Ms. Shum has returned several times as an adviser to emerging screenwriters between her many other projects. But it appears her services will no longer be needed.
The Praxis program, which has operated out of Simon Fraser University since 1987, will end next year, its funding cut to the point where continuing is impossible.
"We've just been coasting on the funds we have left and some money that we socked aside, and that's running out," said Patricia Gruben, a filmmaker and professor at SFU's School for the Contemporary Arts, who founded and runs the program.
The centrepiece is the annual feature film screenplay competition, in which eight screenwriters are chosen from across the country to come to Vancouver and work on their screenplays, tuition-free, with advisers – who have included Don McKellar, Atom Egoyan, Dennis Foon and Robocop writer Michael Miner. Most return in the spring, when each script is cast with professional actors and readings help the writers make further changes.
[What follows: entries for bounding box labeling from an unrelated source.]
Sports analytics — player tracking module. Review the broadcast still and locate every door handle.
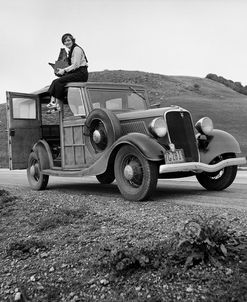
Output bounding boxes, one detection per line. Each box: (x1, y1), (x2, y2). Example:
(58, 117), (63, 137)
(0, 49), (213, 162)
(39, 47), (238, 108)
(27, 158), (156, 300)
(9, 129), (15, 136)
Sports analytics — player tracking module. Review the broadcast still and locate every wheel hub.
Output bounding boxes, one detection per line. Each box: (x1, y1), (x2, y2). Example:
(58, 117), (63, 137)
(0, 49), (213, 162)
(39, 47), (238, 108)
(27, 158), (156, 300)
(30, 164), (39, 178)
(124, 165), (134, 180)
(93, 130), (101, 144)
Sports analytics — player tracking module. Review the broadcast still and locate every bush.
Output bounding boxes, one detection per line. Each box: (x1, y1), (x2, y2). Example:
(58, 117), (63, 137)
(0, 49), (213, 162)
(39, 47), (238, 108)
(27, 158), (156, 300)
(173, 216), (235, 268)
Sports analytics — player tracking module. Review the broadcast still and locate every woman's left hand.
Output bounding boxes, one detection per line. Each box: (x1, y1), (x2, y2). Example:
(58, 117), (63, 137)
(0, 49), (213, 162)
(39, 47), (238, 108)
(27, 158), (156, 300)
(56, 68), (65, 75)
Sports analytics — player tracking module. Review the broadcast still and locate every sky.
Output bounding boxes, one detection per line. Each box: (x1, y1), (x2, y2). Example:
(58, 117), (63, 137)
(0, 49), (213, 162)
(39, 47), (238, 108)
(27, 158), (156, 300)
(0, 0), (247, 103)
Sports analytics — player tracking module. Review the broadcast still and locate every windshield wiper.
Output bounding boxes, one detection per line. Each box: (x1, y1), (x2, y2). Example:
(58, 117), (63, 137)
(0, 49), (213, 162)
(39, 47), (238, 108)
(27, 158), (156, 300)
(129, 86), (146, 101)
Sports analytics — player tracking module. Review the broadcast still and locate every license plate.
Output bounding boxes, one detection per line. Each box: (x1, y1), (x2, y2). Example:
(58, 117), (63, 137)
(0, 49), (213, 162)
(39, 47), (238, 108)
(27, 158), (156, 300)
(164, 149), (185, 164)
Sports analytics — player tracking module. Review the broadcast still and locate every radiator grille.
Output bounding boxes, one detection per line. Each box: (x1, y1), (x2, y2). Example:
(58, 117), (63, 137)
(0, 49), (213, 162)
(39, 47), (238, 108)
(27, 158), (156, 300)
(166, 111), (198, 161)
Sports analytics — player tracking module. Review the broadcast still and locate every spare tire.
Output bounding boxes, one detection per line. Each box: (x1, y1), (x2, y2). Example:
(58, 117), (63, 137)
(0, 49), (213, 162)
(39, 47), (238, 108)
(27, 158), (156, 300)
(84, 108), (121, 153)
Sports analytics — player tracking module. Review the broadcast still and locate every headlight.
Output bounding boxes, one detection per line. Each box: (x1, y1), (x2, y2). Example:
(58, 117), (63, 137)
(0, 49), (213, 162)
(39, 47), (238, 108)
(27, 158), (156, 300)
(195, 117), (214, 135)
(150, 117), (167, 137)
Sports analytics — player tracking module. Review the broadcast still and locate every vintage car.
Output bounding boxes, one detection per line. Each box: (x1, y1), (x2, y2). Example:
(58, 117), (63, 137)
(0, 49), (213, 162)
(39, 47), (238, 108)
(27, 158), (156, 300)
(7, 82), (246, 201)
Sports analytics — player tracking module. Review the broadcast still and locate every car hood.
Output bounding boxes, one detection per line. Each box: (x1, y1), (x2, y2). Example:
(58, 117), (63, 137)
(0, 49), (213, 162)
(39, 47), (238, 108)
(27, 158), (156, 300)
(116, 106), (187, 121)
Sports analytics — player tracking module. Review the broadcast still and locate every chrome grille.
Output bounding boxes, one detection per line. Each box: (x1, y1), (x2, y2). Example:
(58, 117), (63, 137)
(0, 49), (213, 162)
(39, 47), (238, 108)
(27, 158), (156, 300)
(166, 111), (199, 161)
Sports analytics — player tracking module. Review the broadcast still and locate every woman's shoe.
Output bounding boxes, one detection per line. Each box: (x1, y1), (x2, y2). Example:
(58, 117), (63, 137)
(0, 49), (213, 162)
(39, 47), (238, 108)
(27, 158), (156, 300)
(56, 99), (62, 111)
(46, 107), (59, 114)
(46, 98), (57, 109)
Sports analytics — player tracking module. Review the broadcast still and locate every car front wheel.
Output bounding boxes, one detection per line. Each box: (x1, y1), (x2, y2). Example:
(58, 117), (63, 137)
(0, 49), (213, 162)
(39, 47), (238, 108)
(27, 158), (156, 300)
(114, 146), (158, 201)
(27, 152), (49, 191)
(196, 155), (238, 191)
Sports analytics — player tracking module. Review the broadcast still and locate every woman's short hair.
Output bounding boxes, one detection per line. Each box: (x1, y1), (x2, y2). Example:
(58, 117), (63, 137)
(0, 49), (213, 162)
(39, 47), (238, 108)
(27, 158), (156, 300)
(62, 33), (75, 44)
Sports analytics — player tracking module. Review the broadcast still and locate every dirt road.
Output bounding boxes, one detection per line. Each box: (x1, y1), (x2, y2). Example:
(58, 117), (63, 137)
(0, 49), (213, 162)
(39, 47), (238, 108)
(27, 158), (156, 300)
(0, 169), (247, 210)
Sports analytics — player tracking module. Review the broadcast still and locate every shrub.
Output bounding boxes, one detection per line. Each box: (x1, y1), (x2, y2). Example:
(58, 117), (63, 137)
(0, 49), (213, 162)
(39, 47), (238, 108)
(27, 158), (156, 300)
(176, 215), (235, 268)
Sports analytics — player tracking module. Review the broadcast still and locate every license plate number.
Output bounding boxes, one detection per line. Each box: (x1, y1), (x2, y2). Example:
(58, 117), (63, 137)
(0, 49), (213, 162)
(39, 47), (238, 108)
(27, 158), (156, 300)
(165, 149), (185, 164)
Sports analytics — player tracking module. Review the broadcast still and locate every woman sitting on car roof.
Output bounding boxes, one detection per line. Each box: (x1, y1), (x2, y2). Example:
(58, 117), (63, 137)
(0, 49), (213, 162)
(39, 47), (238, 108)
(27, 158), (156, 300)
(47, 33), (88, 113)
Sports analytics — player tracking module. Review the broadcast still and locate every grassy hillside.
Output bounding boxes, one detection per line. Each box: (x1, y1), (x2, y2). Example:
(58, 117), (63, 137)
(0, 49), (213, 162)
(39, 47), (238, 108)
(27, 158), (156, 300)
(0, 70), (247, 167)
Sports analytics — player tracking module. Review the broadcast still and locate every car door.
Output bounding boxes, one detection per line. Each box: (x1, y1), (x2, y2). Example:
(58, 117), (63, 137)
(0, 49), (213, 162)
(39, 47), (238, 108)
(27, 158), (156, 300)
(6, 91), (41, 170)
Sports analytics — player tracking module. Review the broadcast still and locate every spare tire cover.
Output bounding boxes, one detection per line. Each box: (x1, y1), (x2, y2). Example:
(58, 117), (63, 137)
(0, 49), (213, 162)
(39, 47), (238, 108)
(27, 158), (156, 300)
(84, 108), (121, 153)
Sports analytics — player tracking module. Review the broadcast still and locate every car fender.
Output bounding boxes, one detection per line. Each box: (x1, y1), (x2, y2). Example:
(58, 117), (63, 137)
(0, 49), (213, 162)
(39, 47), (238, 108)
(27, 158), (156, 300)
(86, 132), (165, 175)
(200, 129), (241, 164)
(32, 140), (53, 171)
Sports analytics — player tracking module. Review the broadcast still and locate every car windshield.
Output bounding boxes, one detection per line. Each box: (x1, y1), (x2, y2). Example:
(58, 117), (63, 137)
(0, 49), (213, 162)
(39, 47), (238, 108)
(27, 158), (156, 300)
(89, 87), (147, 112)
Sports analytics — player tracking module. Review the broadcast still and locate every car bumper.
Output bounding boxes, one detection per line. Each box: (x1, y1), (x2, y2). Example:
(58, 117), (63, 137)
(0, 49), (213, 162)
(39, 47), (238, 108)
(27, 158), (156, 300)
(159, 157), (247, 174)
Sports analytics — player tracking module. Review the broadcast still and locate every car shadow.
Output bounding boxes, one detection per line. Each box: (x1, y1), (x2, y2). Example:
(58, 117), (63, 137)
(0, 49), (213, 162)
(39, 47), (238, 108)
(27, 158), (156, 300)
(47, 181), (207, 201)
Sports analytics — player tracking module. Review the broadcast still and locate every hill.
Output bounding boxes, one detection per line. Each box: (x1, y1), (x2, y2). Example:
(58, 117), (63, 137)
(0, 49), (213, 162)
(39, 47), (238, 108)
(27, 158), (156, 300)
(0, 70), (247, 167)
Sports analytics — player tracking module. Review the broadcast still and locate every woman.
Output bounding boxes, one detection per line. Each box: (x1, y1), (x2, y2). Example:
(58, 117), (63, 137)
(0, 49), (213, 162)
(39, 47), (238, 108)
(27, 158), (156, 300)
(47, 33), (88, 113)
Ms. Gruben figures nearly 300 writers have gone through the program and more than 30 Praxis scripts have been produced– including Jacob Tierney's The Trotsky, starring Jay Baruchel, and, going way back, Thom Fitzgerald's award-winning debut feature, The Hanging Garden.
"It's really so valuable to be able to sit down with someone who knows what they're doing and look at everything," said aspiring screenwriter Cathryn Atkinson, who went through what could be the program's final fall workshop earlier this month. Ms. Atkinson, who is arts editor at Pique Newsmagazine in Whistler, was chosen from more than 100 applicants. She said that after going through the workshop with veteran Bruce Sweeney (The Dick Knost Show), her script can be sent out in an effort to raise funds.
Praxis – which also includes seminars and other programs – was established with $233,000 a year from the provincial government. When SFU became the chief funder a few years later, the operating fund dropped to just over $110,000. Ms. Gruben raised money from other sources, but a contributor, BC Film (now folded into Creative BC), that gave the program $25,000 a year, pulled out a few years ago as it dealt with its own funding problems. Money from other sources including Telefilm, the Harold Greenberg Fund, Corus Entertainment and a local IATSE branch continues, but it is not enough to sustain the program in its current form, with an annual budget of about $70,000 a year (which does not include salaries for Ms. Gruben and her part-time assistant, which are covered by SFU).
Ms. Gruben is not blaming SFU – which rightly, she said, is focusing on academic credit programs. She believes the province has dropped the ball. "For many years, they've shown no interest in supporting the local film industry … despite the fact that there's already a large talent pool and infrastructure here," said Ms. Gruben, who laments the exodus of filmmakers and production companies to Toronto. "If this government invested half the money in our indigenous industry annually that they gave to the Times of India Film Awards this year, we'd have something that would be closer to sustainable."
Ms. Gruben said she is committed to running part two of the program for the current Praxis cohort – which also includes writers from the Yukon, Manitoba and Ontario – but then, without intervention, it will be shut down.
"To remove a stepping stone for eight screenwriters every year this way would be a big loss," Ms. Atkinson said. "These are people who want to do their work in Canada, most of them, and if they didn't, they'd be going to Los Angeles. And that should be respected and supported. They want to tell Canadian stories to Canadian audiences, and that's super important."